Implementation:Huggingface Transformers Model Generate
| Knowledge Sources | |
|---|---|
| Domains | Model_Optimization, Quantization, Inference, Text_Generation |
| Last Updated | 2026-02-13 00:00 GMT |
Overview
Concrete API for generating text sequences from a language model (including quantized models) provided by Hugging Face Transformers.
Description
The generate() method is defined on GenerationMixin (in generation/utils.py, line 2266) and inherited by all model classes that support text generation, including AutoModelForCausalLM. It implements the full autoregressive decoding pipeline: input preparation, generation mode selection, logits processing, token sampling or beam search, and stopping criteria evaluation.
When called on a quantized model, generate() works transparently: the quantized layers handle dequantization internally during each forward() call. The method supports multiple generation modes dispatched via GenerationMode:
- SAMPLE / GREEDY_SEARCH -- Standard autoregressive decoding (greedy or with sampling).
- BEAM_SEARCH / BEAM_SAMPLE -- Beam-based decoding with optional sampling.
- ASSISTED_GENERATION -- Speculative decoding with a draft model.

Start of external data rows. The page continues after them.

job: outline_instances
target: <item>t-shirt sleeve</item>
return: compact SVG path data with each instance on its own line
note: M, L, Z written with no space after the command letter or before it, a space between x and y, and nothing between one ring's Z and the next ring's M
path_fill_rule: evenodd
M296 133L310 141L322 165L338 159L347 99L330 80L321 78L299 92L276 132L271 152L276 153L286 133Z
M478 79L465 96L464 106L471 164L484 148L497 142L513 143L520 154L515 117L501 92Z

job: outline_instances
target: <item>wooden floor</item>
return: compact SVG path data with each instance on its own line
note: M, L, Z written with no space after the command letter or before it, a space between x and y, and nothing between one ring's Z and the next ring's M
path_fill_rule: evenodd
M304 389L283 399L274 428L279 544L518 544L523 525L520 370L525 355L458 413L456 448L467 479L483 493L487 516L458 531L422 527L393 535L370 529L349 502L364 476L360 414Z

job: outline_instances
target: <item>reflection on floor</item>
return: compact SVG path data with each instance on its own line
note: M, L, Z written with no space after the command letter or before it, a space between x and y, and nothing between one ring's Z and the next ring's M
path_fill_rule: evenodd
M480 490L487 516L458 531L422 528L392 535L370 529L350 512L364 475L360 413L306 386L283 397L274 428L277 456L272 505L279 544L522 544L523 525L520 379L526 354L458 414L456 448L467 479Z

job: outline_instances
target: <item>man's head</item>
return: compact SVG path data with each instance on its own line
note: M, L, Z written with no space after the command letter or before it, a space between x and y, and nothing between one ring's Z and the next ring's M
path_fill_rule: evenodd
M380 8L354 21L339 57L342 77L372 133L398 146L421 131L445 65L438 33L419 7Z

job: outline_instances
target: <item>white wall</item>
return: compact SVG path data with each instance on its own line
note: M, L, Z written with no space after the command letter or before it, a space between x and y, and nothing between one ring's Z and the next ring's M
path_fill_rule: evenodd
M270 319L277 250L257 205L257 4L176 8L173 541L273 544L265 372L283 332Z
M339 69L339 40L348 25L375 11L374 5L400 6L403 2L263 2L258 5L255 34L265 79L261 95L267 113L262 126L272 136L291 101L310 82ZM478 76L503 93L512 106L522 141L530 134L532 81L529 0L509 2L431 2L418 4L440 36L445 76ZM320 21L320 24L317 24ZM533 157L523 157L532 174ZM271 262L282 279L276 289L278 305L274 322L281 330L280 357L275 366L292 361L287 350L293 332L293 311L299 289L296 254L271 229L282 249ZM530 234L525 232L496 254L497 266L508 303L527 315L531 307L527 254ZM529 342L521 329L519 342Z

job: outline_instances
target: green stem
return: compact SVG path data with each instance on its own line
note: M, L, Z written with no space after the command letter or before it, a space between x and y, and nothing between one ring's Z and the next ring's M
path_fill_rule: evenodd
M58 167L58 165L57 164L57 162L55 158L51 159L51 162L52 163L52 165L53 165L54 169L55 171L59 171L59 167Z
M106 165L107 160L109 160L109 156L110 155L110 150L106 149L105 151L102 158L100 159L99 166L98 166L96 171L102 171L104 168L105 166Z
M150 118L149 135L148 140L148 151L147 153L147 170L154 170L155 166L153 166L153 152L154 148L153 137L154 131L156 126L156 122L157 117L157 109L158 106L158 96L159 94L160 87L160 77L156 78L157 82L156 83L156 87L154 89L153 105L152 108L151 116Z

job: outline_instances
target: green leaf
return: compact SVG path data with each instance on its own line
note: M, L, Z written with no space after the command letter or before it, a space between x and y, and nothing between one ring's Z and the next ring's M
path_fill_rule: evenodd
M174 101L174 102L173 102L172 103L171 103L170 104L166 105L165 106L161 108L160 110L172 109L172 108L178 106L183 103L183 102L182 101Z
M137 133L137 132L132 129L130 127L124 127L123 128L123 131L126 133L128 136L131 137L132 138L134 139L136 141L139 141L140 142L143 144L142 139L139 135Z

The method accepts generation parameters either through a GenerationConfig object or as keyword arguments that override the config. Key sampling parameters include temperature, top_k, top_p, do_sample, and max_new_tokens.
Usage
Use this API for any text generation task after loading a model (quantized or otherwise). It is the standard entry point for inference with transformer language models.
Code Reference
Source Location
- Repository: transformers
- File:
src/transformers/generation/utils.py(line 2266)
Signature
class GenerationMixin:
def generate(
self,
inputs: torch.Tensor | None = None,
generation_config: GenerationConfig | None = None,
logits_processor: LogitsProcessorList | None = None,
stopping_criteria: StoppingCriteriaList | None = None,
prefix_allowed_tokens_fn: Callable[[int, torch.Tensor], list[int]] | None = None,
synced_gpus: bool | None = None,
assistant_model: PreTrainedModel | None = None,
streamer: BaseStreamer | None = None,
negative_prompt_ids: torch.Tensor | None = None,
negative_prompt_attention_mask: torch.Tensor | None = None,
custom_generate: str | Callable | None = None,
**kwargs,
) -> GenerateOutput | torch.LongTensor: ...
Import
# generate() is a method on model instances, not imported directly
from transformers import AutoModelForCausalLM, AutoTokenizer
model = AutoModelForCausalLM.from_pretrained(...)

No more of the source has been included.